Created on 12-12-2016 10:11 AM - edited 09-16-2022 03:50 AM
Hi clouder people,
I am really surprised reading this documentation around parquet files & timestamp type & hive VS impala: https://www.cloudera.com/documentation/enterprise/5-6-x/topics/impala_timestamp.html. Above all for this two things:
I would like to ask your opinion considering the previous link about what is the best way to write a timestamp value (in a parquet file) throught HIVE or / and SPARK to be queried with HIVE and IMPALA and SPARK?
Regards,
Created 12-22-2016 05:32 AM
It would depend on your requirements some, but impala/hive and parquet don't store the time zone with the timestamp so you may be losing data if you don't have a seperate timezone column (ie what timezone the event took place), so I'll typically leave the timestamp as is in parquet, include the timezone, and allow convertions to be made at query time.

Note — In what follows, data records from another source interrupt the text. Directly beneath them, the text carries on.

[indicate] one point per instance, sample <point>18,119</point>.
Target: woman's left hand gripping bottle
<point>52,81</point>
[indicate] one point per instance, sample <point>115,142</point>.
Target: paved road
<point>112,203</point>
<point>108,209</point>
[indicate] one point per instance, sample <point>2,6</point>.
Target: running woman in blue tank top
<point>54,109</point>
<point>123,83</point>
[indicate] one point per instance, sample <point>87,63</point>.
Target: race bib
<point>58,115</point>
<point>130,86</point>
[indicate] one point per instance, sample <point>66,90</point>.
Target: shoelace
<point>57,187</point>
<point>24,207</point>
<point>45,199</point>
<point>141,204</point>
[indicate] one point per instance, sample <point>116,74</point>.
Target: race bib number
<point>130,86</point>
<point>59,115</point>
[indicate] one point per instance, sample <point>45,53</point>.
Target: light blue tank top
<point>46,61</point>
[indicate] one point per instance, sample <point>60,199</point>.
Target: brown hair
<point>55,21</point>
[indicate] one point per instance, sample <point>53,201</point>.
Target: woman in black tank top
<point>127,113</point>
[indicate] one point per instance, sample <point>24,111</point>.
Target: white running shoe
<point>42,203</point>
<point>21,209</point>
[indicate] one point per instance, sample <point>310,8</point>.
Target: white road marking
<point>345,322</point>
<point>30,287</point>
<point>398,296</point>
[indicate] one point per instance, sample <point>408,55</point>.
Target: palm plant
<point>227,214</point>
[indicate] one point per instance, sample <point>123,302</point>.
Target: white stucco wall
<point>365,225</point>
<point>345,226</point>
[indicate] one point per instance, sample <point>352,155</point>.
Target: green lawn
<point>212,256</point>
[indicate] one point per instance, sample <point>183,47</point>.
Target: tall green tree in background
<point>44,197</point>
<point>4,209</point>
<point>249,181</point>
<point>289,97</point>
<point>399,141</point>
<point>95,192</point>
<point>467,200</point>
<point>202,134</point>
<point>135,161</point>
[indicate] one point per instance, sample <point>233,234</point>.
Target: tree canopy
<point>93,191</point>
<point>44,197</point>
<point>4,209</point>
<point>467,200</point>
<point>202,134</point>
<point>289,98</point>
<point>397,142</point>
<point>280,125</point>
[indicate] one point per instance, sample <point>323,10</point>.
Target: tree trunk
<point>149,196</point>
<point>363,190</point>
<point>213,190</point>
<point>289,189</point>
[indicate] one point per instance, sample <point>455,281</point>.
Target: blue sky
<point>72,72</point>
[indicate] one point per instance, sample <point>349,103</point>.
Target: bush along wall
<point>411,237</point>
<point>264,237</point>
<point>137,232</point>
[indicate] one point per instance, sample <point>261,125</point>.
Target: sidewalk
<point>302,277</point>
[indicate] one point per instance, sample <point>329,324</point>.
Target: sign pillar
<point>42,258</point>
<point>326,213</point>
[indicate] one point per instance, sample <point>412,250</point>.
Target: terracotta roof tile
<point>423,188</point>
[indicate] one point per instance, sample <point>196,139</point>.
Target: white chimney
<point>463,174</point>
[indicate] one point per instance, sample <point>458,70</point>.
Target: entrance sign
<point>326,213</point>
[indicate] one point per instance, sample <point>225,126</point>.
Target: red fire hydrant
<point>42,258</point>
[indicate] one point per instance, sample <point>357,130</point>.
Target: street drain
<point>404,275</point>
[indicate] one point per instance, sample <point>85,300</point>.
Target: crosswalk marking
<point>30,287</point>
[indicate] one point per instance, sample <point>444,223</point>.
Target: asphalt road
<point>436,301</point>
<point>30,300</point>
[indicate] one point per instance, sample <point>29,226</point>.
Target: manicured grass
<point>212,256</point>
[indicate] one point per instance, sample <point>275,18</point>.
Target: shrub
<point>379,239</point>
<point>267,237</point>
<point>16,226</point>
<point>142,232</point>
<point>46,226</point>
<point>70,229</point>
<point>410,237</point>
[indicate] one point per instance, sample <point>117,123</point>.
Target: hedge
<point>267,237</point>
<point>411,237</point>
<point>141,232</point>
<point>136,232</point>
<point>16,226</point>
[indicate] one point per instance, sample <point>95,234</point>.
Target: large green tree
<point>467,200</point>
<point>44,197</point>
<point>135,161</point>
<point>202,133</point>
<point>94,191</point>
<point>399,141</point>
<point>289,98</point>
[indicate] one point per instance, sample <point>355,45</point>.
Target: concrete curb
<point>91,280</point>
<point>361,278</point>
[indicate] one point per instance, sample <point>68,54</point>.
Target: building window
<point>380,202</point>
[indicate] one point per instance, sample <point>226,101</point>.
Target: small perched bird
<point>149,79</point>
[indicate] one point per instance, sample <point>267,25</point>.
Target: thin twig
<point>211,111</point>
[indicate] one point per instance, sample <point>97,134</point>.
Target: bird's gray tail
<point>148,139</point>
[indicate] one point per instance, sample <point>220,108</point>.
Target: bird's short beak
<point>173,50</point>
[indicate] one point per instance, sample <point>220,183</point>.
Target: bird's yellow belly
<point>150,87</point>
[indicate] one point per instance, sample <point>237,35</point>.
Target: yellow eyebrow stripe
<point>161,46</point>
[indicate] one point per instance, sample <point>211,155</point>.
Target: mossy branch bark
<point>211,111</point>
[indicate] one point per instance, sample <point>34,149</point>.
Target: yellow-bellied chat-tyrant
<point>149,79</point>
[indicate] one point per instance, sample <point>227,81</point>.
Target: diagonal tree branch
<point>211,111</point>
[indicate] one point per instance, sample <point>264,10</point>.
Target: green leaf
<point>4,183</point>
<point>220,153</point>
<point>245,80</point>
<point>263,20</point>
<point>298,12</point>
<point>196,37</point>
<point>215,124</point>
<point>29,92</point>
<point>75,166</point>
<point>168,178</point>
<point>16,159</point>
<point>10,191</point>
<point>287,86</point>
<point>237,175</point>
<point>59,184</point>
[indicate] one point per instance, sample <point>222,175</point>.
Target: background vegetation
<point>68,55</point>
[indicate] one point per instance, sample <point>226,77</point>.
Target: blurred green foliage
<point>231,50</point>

If the users of the table need all timestamps to be in the same timezone, you could make the change before saving to parquet. You could also consider doing both, storing as is and also storing a converted timestamp manually.
Created 12-21-2016 07:03 AM
It depends on if you would prefer your timestamps to be converted to UTC (knowing the HiveServer would need to reside in the time zone the data was generated) or left alone. I personally prefer not modifying data automatically and control any time zone corrections within my ETL process. I also prefer to include a time zone column to be able to specify what time zone the data originated to be able to do any corrections later.

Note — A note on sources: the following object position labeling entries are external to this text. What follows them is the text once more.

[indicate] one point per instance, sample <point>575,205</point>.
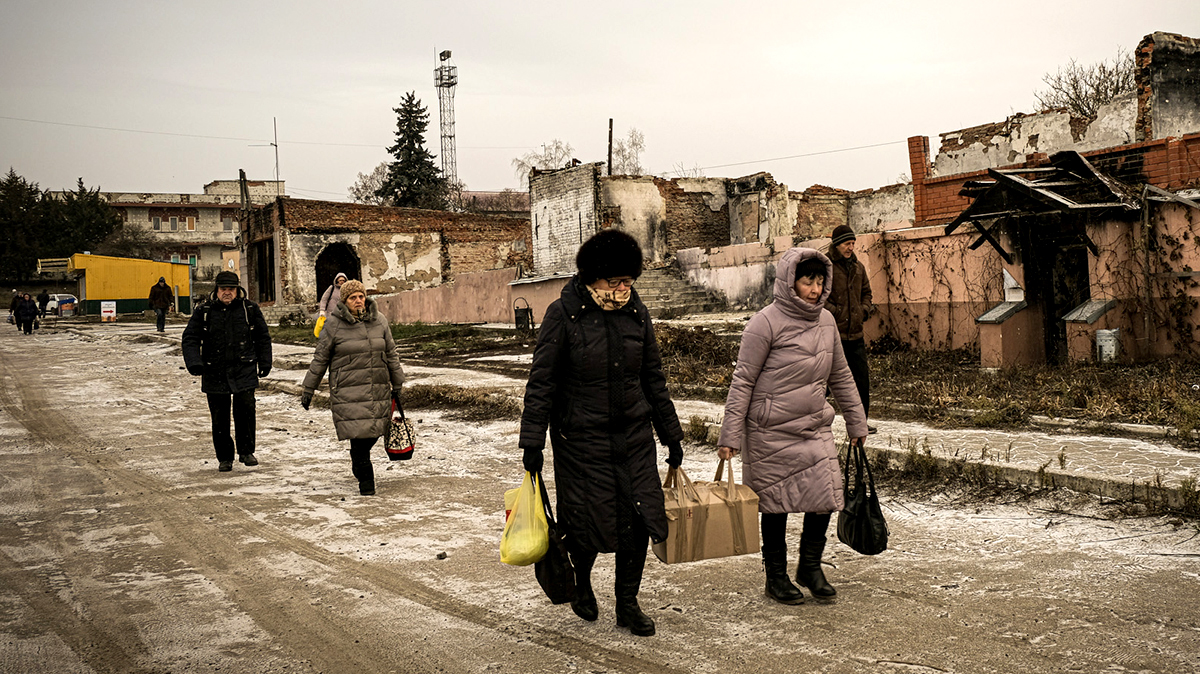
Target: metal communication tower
<point>445,78</point>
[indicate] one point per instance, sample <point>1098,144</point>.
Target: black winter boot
<point>779,585</point>
<point>365,474</point>
<point>585,605</point>
<point>629,581</point>
<point>808,570</point>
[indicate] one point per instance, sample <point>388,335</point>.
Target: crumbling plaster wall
<point>390,262</point>
<point>564,212</point>
<point>1169,78</point>
<point>881,210</point>
<point>1020,137</point>
<point>760,209</point>
<point>635,205</point>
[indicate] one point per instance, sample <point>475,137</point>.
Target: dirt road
<point>124,549</point>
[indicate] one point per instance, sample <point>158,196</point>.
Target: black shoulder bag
<point>861,522</point>
<point>555,571</point>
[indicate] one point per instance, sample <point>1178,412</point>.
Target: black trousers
<point>243,404</point>
<point>774,525</point>
<point>856,357</point>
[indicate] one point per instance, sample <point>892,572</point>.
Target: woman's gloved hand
<point>532,459</point>
<point>675,455</point>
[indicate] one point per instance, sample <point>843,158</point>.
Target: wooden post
<point>610,145</point>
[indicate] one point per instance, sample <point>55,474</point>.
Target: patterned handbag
<point>400,438</point>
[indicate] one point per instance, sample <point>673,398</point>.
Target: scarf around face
<point>610,300</point>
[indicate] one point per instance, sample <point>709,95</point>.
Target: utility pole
<point>445,78</point>
<point>610,145</point>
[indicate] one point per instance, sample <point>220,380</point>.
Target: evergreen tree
<point>19,212</point>
<point>413,180</point>
<point>37,224</point>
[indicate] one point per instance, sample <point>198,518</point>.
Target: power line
<point>803,155</point>
<point>237,138</point>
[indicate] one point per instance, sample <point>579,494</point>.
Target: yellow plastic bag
<point>526,534</point>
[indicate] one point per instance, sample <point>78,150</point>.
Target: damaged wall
<point>1168,85</point>
<point>564,212</point>
<point>390,263</point>
<point>397,248</point>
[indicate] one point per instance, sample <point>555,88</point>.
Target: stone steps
<point>665,293</point>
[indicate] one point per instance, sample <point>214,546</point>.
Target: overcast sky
<point>168,96</point>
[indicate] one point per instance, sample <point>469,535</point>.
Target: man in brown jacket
<point>850,302</point>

Just a note, Hive also has a feature to disable time zone conversion now as well, hive.parquet.timestamp.skip.conversion, that was added in 1.2 as part of https://issues.apache.org/jira/browse/HIVE-9482.
Finally, I'll note that both Hive and Impala try to be smart about when to apply the conversion when reading because multiple engines handle it differently so Hive will detect if it was written by a hive process or Impala and Impala will do the same. It makes sense to play around with the settings some inserting and reading from different settings to ensure you fully understand how it works.
Created 12-21-2016 07:51 AM
Thanks!
Only a question is coming my mind with your response;
you store the dates in string type with a new column added (time zone) and then you perform the transformations when you does the query or you store dates & timestamps in parquet timestamp type
--------
It depends on if you would prefer your timestamps to be converted to UTC (knowing the HiveServer would need to reside in the time zone the data was generated) or left alone. I personally prefer not modifying data automatically and control any time zone corrections within my ETL process. I also prefer to include a time zone column to be able to specify what time zone the data originated to be able to do any corrections later.
Created 12-22-2016 05:32 AM
It would depend on your requirements some, but impala/hive and parquet don't store the time zone with the timestamp so you may be losing data if you don't have a seperate timezone column (ie what timezone the event took place), so I'll typically leave the timestamp as is in parquet, include the timezone, and allow convertions to be made at query time. If the users of the table need all timestamps to be in the same timezone, you could make the change before saving to parquet. You could also consider doing both, storing as is and also storing a converted timestamp manually.
Created 07-14-2017 09:30 AM
we just learned a lesson that convert_legacy_hive_parquet_utc_timestamps=true may cause huge performance issues, read comments here
https://issues.apache.org/jira/browse/IMPALA-3316